Paul Krugman Spots ‘Potentially Really Terrible’ Economic Risk In Trump’s Iran War
HuffPost
The famed economist warned of what the war could trigger next.
Renowned economist Paul Krugman on Tuesday picked apart the “potential really terrible” consequences of Donald Trump’s Iran war, which has sent oil prices soaring.
Traders currently assume “that this will not go on more than another week or two,” the winner of the 2008 Nobel Memorial Prize in Economic Sciences noted to MS NOW’s Chris Hayes.
But if the war does drag on, “then this is 20% of the world’s oil flows through the Strait of Hormuz, and there’s really no other way for it to get to where it can be used,” he said.

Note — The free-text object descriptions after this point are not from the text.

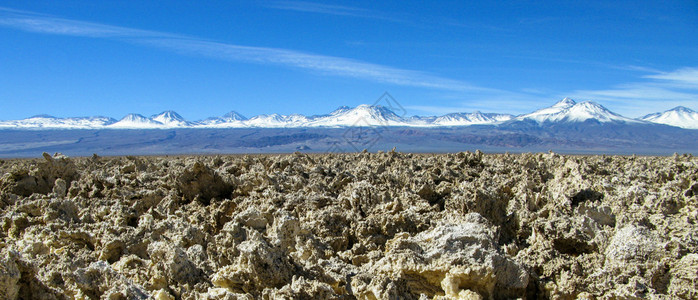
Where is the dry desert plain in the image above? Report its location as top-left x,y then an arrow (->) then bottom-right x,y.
1,151 -> 697,299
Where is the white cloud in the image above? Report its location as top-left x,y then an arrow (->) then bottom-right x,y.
0,9 -> 168,38
0,7 -> 474,91
267,1 -> 369,17
407,67 -> 698,118
146,38 -> 472,90
644,67 -> 698,89
266,1 -> 402,22
1,7 -> 695,118
573,83 -> 697,101
570,67 -> 698,117
404,92 -> 554,116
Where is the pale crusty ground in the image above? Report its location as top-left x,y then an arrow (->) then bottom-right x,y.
0,151 -> 697,299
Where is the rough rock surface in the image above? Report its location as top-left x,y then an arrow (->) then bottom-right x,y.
0,151 -> 697,299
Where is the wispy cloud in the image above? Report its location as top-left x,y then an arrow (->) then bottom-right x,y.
404,91 -> 554,116
570,67 -> 698,117
268,1 -> 368,17
266,1 -> 402,22
505,54 -> 667,74
0,7 -> 476,91
147,38 -> 493,91
2,7 -> 694,118
407,67 -> 698,117
0,8 -> 169,38
644,67 -> 698,89
267,1 -> 508,32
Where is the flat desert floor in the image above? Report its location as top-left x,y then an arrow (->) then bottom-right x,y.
1,152 -> 697,299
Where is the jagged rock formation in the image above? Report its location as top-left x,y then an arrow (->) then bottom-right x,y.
0,151 -> 697,299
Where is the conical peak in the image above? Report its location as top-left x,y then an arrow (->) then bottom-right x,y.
553,97 -> 576,108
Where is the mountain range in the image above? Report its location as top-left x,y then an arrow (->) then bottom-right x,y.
2,98 -> 697,130
1,98 -> 697,157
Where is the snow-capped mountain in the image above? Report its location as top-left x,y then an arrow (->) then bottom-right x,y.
245,114 -> 310,128
433,111 -> 513,126
309,104 -> 407,127
108,114 -> 165,129
516,98 -> 638,124
151,111 -> 190,127
109,111 -> 192,129
641,106 -> 698,129
198,111 -> 248,127
0,115 -> 116,129
1,99 -> 696,130
328,106 -> 352,116
517,97 -> 576,123
220,111 -> 248,121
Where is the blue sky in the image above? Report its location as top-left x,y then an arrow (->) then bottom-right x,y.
0,0 -> 697,120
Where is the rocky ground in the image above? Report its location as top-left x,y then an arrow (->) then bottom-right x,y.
0,151 -> 697,299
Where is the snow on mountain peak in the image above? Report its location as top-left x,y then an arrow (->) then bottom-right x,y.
433,111 -> 513,126
221,111 -> 247,121
553,97 -> 577,108
109,114 -> 164,129
518,98 -> 576,122
197,111 -> 248,128
123,113 -> 149,121
151,111 -> 189,127
3,100 -> 695,130
0,115 -> 116,129
669,106 -> 695,113
29,114 -> 57,119
641,106 -> 698,129
518,99 -> 634,124
355,105 -> 400,118
309,104 -> 405,127
329,106 -> 352,115
245,113 -> 310,127
152,110 -> 183,119
564,101 -> 630,122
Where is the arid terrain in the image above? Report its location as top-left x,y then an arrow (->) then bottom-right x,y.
1,151 -> 697,299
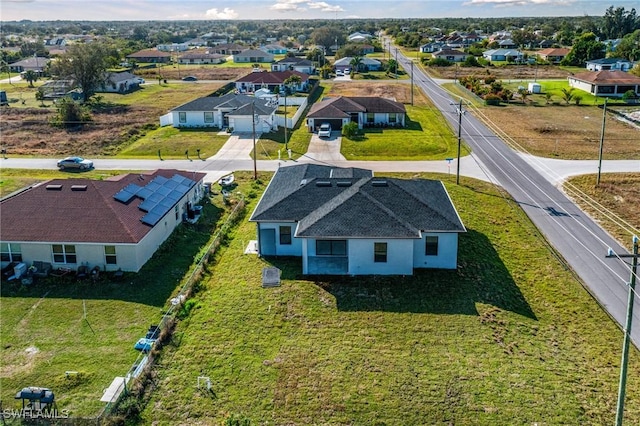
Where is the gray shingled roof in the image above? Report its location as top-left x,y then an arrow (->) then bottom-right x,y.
307,96 -> 405,118
250,165 -> 466,239
170,93 -> 275,115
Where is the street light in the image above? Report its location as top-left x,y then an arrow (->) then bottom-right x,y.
251,101 -> 257,180
606,235 -> 639,426
451,99 -> 465,185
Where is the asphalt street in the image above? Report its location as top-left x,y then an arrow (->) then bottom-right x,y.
391,43 -> 640,347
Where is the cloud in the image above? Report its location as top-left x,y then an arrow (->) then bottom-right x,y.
270,0 -> 308,12
308,1 -> 344,12
270,0 -> 343,13
204,7 -> 239,19
463,0 -> 574,6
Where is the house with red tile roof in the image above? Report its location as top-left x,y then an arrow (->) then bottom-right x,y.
1,170 -> 205,273
536,48 -> 570,64
234,70 -> 309,93
568,70 -> 640,97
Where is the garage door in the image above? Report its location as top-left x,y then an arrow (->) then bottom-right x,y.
231,117 -> 253,132
318,118 -> 343,130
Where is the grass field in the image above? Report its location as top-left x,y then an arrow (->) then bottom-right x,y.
0,173 -> 251,418
117,127 -> 230,159
136,173 -> 640,425
564,173 -> 640,251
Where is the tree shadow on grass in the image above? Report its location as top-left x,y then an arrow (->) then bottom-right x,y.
0,202 -> 225,308
266,229 -> 536,319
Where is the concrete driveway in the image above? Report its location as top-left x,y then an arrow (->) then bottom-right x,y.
305,131 -> 346,162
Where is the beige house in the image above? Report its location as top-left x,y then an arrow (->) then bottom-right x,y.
568,70 -> 640,97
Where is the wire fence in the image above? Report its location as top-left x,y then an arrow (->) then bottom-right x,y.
97,195 -> 246,420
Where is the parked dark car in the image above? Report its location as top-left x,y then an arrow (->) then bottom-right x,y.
182,76 -> 198,81
57,156 -> 93,171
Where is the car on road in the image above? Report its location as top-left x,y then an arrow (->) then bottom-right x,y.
57,156 -> 93,171
318,123 -> 332,138
182,76 -> 198,81
335,70 -> 344,77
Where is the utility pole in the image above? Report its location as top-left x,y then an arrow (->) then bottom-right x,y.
608,236 -> 639,426
456,98 -> 464,185
597,97 -> 608,186
252,101 -> 257,180
284,91 -> 288,151
411,61 -> 414,106
395,48 -> 398,79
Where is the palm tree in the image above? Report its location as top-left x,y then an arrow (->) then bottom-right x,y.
23,70 -> 38,87
283,74 -> 302,95
350,55 -> 364,74
560,88 -> 575,104
517,87 -> 530,104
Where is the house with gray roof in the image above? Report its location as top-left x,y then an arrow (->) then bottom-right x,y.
249,164 -> 465,275
585,58 -> 634,72
483,48 -> 524,62
334,56 -> 381,72
271,57 -> 315,74
167,93 -> 277,132
307,96 -> 406,131
233,49 -> 274,63
97,71 -> 141,93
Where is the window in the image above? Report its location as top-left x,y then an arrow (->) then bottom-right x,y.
316,240 -> 347,256
374,242 -> 387,263
52,244 -> 77,264
388,113 -> 396,123
179,112 -> 186,123
1,243 -> 22,262
279,226 -> 292,245
425,236 -> 439,256
366,112 -> 374,123
104,246 -> 117,265
175,205 -> 179,220
204,111 -> 214,123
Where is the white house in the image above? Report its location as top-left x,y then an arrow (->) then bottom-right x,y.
271,57 -> 315,74
483,48 -> 524,62
334,56 -> 381,72
0,170 -> 206,273
235,70 -> 309,93
168,93 -> 277,132
249,164 -> 466,275
568,70 -> 640,97
432,49 -> 468,62
178,50 -> 226,65
233,49 -> 274,63
585,58 -> 634,72
97,71 -> 140,93
306,96 -> 406,131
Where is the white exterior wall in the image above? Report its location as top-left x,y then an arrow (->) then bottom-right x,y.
172,111 -> 222,128
412,233 -> 459,269
568,78 -> 595,94
258,222 -> 303,256
348,239 -> 414,275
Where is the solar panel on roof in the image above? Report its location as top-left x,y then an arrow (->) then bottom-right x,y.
138,199 -> 157,212
113,183 -> 142,203
156,185 -> 171,196
136,187 -> 153,199
166,191 -> 182,202
141,212 -> 163,226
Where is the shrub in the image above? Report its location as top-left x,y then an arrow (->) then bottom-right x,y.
427,57 -> 453,67
342,121 -> 360,138
484,94 -> 502,105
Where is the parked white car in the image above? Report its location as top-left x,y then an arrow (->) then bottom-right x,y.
318,123 -> 332,138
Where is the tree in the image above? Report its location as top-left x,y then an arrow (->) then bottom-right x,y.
350,55 -> 364,73
310,27 -> 344,52
613,30 -> 640,61
561,33 -> 605,66
517,87 -> 530,104
50,42 -> 110,103
602,6 -> 639,40
51,97 -> 91,128
283,74 -> 301,95
463,55 -> 481,67
560,88 -> 575,104
23,70 -> 38,87
342,122 -> 359,139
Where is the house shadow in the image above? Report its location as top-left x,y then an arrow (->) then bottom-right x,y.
266,229 -> 536,319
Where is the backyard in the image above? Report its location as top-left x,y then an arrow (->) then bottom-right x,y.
131,172 -> 640,425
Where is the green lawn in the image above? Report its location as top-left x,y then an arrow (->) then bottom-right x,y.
340,105 -> 467,160
138,173 -> 640,425
0,183 -> 238,417
117,126 -> 230,159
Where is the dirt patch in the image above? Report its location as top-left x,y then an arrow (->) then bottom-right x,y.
327,82 -> 413,104
136,66 -> 250,82
427,64 -> 571,80
0,105 -> 161,156
474,104 -> 640,160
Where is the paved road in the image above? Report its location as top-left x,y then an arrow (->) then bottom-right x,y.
390,43 -> 640,346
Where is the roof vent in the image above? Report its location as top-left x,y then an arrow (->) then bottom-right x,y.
46,184 -> 63,191
300,179 -> 307,186
336,181 -> 352,187
371,180 -> 388,187
316,181 -> 332,187
71,185 -> 87,191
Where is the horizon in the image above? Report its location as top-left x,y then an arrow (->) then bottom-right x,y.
0,0 -> 637,22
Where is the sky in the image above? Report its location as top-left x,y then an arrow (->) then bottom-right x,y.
0,0 -> 636,22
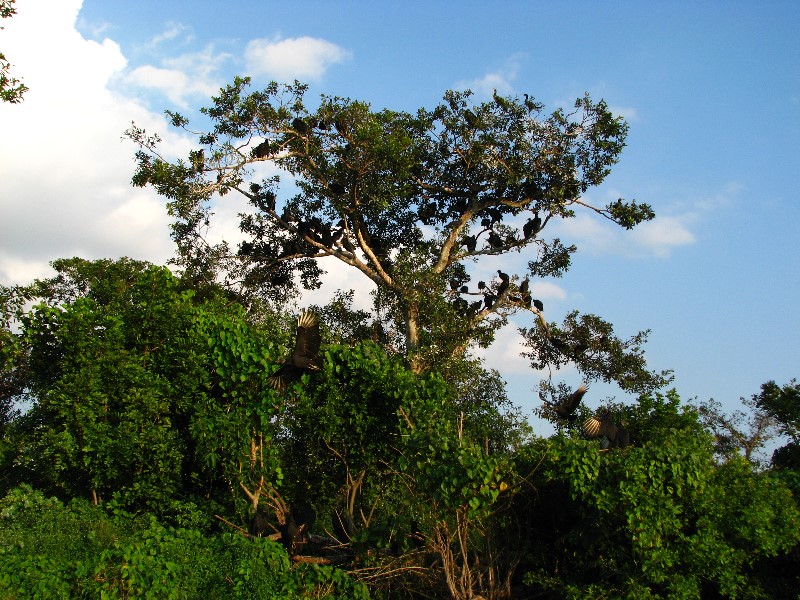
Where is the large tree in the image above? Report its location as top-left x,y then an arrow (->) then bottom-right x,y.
127,77 -> 668,393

“That’s enormous,” Krugman warned. “That’s a much bigger shock to world oil supplies than the oil shocks of the 1970s. This is just a gigantic disruption to world energy supplies. And the price can go easily, much, much higher than where it is now if it’s sustained. I mean, this is basically impossible and that’s nasty.”
Krugman acknowledged that the U.S. economy is now “less oil dependent than it was in the 1970s” but added that “if you were going to concoct a recipe for somehow revisiting all of the bad things of the past 60 years of U.S. economic history, it would be what’s happening right now.”